Flu myths

Flu myths

21 Feb 2019
Stefano Mirabello Medical Reviewer
Pharmacist / B.Pharm

A woman sitting on a couch with a cozy blanket and a cup of coffee dispelling flu myths.

Image source: Canva photo – Flu myths

It’s flu season and there seems to be no shortage of misinformation and bad advice when it comes to dealing with the flu and the flu shot. Here, we’ll discuss some common flu myths and whether they hold any truth.

Man, flu does not exist! True.

There is no evidence to suggest anything such as man flu. In most cases, the symptoms are similar to a common cold (sneezing, coughing, head cold and runny nose) and not caused by the influenza virus. However, recent medical research does indicate that men take longer to recover from colds and flu and have more side effects than females, hence why the term “man flu” was created.

Green mucus means a chest infection. False.

Green phlegm or snot does not mean you need a course of antibiotics to get better. Most infections that generate lots of phlegm and snot are viral illnesses and will improve on their own, although you can expect to feel pretty poorly for a few weeks. Antibiotics are prescribed to treat bacterial infections but aren’t effective in combatting viral infections that cause the flu.

You can only catch a cold through coughs and sneezes. False.

There are a number of steps you can take to protect yourself during flu season besides vaccination. Avoid contact with people with the flu, wash your hands frequently and use hand sanitisers. The same recommendations for avoiding coronavirus (covid-19 vaccines are recommended to prevent the serious complications caused by coronavirus infection). Consider taking antiviral medications if you were exposed to the flu before being vaccinated.

Chicken soup cures colds. False.

Hot liquids can help to soothe a sore throat and provide much-needed fluids. But chicken soup has no other magical qualities to help fight the flu. Warm liquids may help speed up mucus movement through the nose and prevent dehydration, but there is no evidence to show that chicken soup will help cure a cold.

Going out with wet hair will give you a cold. False.

Viruses usually spread colds and flu, so going out with wet hair would not usually cause you to get a cold. However, going out with wet hair isn’t advised, especially in cold weather.

Vitamin C won’t stop a cold. True.

It won’t stop it, but it will help speed up your recovery and boost your immune system.

Feed a cold, starve a fever. False.

This is an old wives’ tale and isn’t true. The body needs to be fed with food and drink full of nutrients to help it recover, so cutting down could take the recovery period longer.

It can be too late to get the flu vaccine. False.

The best time to have a flu jab is in Autumn, but having one later than this can still help you from getting certain strains of the virus.

Immunity from the flu vaccine declines as time passes, so vaccination every year is critical to provide the best protection. The vaccine may change each year to match circulating flu viruses. Having had the flu vaccination last year may not protect you from the flu this year.

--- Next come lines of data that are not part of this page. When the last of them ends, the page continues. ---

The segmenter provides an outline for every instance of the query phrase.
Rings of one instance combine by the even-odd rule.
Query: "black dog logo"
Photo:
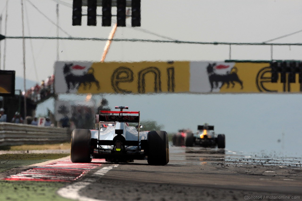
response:
[[[215,85],[215,88],[217,88],[219,82],[222,83],[220,88],[221,88],[225,83],[226,83],[227,85],[227,88],[229,88],[230,87],[230,82],[232,84],[232,88],[233,88],[235,85],[235,82],[240,84],[241,86],[241,89],[243,88],[242,81],[240,80],[238,77],[238,75],[237,75],[238,71],[237,68],[235,66],[233,67],[232,70],[234,69],[235,72],[232,72],[231,71],[230,73],[228,72],[226,74],[217,74],[215,72],[215,70],[214,67],[216,65],[216,63],[214,63],[211,64],[209,63],[207,67],[207,72],[209,76],[209,81],[211,85],[211,92],[214,87],[214,84]]]
[[[73,65],[72,63],[69,64],[65,64],[63,67],[63,73],[65,77],[65,81],[67,85],[67,91],[69,93],[70,89],[74,89],[76,85],[76,89],[78,89],[81,85],[83,85],[84,90],[86,90],[87,84],[89,85],[89,89],[91,88],[92,84],[94,83],[98,87],[98,90],[100,89],[100,83],[95,77],[93,73],[94,69],[90,68],[87,72],[84,72],[83,75],[75,75],[72,73],[70,68]]]

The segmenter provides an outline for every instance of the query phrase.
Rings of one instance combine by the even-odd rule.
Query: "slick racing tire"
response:
[[[194,136],[193,133],[187,132],[186,134],[186,137],[185,138],[185,144],[186,146],[193,146],[193,143],[194,143]]]
[[[217,146],[218,148],[226,147],[226,137],[224,134],[219,134],[217,136]]]
[[[152,165],[164,165],[169,162],[169,143],[165,131],[148,133],[148,162]]]
[[[89,163],[90,158],[91,132],[87,129],[76,129],[71,135],[70,159],[73,163]]]

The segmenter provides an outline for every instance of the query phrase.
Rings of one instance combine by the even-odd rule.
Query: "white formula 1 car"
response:
[[[71,158],[73,163],[89,162],[92,158],[112,162],[127,163],[146,157],[150,165],[169,162],[169,144],[165,131],[140,132],[140,112],[100,111],[98,129],[75,129],[71,137]],[[127,123],[137,123],[136,127]]]

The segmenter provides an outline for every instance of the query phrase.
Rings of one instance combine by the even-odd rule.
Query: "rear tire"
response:
[[[148,164],[164,165],[169,162],[169,142],[167,132],[162,131],[148,133]]]
[[[90,158],[91,132],[89,130],[76,129],[71,135],[70,159],[73,163],[89,163]]]
[[[224,134],[219,134],[217,136],[218,148],[224,148],[226,147],[226,137]]]
[[[194,142],[194,136],[193,133],[187,132],[185,139],[185,143],[186,147],[193,146]]]

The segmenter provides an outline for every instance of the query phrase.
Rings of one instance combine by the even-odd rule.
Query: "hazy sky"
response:
[[[21,1],[8,1],[8,36],[22,35]],[[56,2],[63,2],[59,6],[59,26],[72,37],[105,38],[111,30],[101,26],[100,18],[95,27],[87,26],[85,17],[82,26],[72,26],[71,0],[24,2],[26,36],[55,37],[56,34],[56,26],[30,2],[55,23]],[[0,1],[2,34],[6,3]],[[98,10],[100,14],[101,8]],[[141,27],[131,27],[128,19],[126,27],[118,28],[115,38],[262,42],[302,29],[302,1],[299,0],[142,0],[141,11]],[[114,21],[114,17],[112,19]],[[62,30],[59,33],[60,37],[68,37]],[[302,43],[302,32],[272,42]],[[15,70],[17,76],[23,77],[22,40],[8,39],[7,43],[5,69]],[[2,69],[4,43],[1,41]],[[105,43],[60,40],[59,59],[99,61]],[[56,46],[54,40],[26,40],[27,78],[40,82],[53,73]],[[114,41],[105,61],[223,61],[229,59],[229,48],[227,45]],[[273,48],[274,59],[300,60],[301,55],[301,46]],[[270,47],[233,46],[231,56],[233,59],[269,60]],[[205,122],[214,125],[217,132],[226,134],[227,148],[252,150],[257,145],[258,149],[278,149],[281,147],[277,140],[284,131],[286,146],[301,151],[300,94],[105,97],[110,106],[124,105],[131,110],[140,110],[142,118],[157,121],[168,131],[182,128],[195,130],[198,125]],[[96,96],[96,99],[99,97]]]

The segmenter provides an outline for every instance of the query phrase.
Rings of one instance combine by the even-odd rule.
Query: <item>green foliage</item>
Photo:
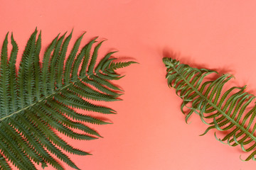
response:
[[[252,102],[255,96],[245,92],[245,86],[233,86],[223,91],[224,85],[233,77],[230,74],[206,81],[217,72],[193,68],[171,58],[165,57],[163,62],[167,67],[169,86],[176,89],[183,99],[181,111],[186,115],[186,122],[196,113],[209,125],[201,135],[211,129],[223,131],[225,137],[222,139],[215,133],[218,140],[232,147],[240,146],[244,152],[250,152],[245,161],[255,160],[256,105]]]
[[[72,33],[67,38],[65,35],[58,35],[53,40],[41,64],[41,33],[38,35],[36,29],[26,44],[18,72],[18,46],[11,35],[12,50],[9,57],[8,34],[6,36],[0,63],[0,169],[11,169],[9,162],[22,170],[36,169],[34,164],[63,169],[58,159],[79,169],[60,149],[78,155],[90,154],[68,144],[55,130],[75,140],[97,139],[101,136],[86,124],[108,123],[79,113],[74,108],[116,113],[93,104],[92,100],[120,100],[122,91],[110,82],[121,77],[114,70],[134,62],[115,64],[110,57],[113,52],[110,52],[95,66],[102,42],[92,47],[95,38],[79,50],[83,35],[66,59]]]

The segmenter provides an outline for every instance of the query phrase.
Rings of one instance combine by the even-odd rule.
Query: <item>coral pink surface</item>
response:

The flu vaccine comes as an injection, but for children, it is a nasal spray (sprayed into the nose). Most people who suffer from allergies can get an influenza vaccine without problems. If you have had a severe allergic reaction to a previous dose of influenza vaccine or any part of the vaccine, talk to your health care provider first.

Another common myth is that you can catch the flu from the flu vaccine. It is impossible to get the flu from the vaccine because it doesn’t contain live viruses.

Flying will increase your risk of catching a cold or flu. Possibly.

Being in confined spaces close to people who may have a cold or flu makes your chances of catching it higher. Planes recycle germs, so sadly you could be more susceptible when flying.

The flu is simply a really bad cold. False.

Flu symptoms are much more than a common cold and usually take a person much longer to recover.

The flu may cause bad cold symptoms, like high fever, sore throat, headaches and body aches, runny nose, sneezing, hoarseness and cough. Still, according to the CDC, the 2019-20 flu season in the U.S. led to 18 million medical visits, 24,000 deaths and 410,000 hospitalisations.

While complications from the flu are most dangerous for the very young, elderly or those with underlying health conditions, flu can hit strong and healthy people hard too. It’s more than a heavy cold. Also, healthy people can spread the virus to others at increased risk.

I have had the flu, so I don’t need the jab. False.

Many flu viruses circulate all the time. Catching the flu once doesn’t mean you won’t catch a different flu virus again. Being vaccinated improves the chance of you being protected from the flu. The vaccine may change each year to match circulating flu viruses.

Also, being vaccinated helps you stop the virus from infecting your loved ones who may have medical conditions, have vulnerable immune systems and are at increased risk of serious complications. This is especially true if you work in health care or care for high-risk people.

Other groups at higher risk include young children, pregnant women. The CDC (Center for Disease Control and Prevention) recommends that all pregnant women get vaccinated against the flu, postpartum women up to 2 weeks after delivery, older adults, people with certain chronic medical problems, people who live in nursing homes and certain racial and ethnic minority groups.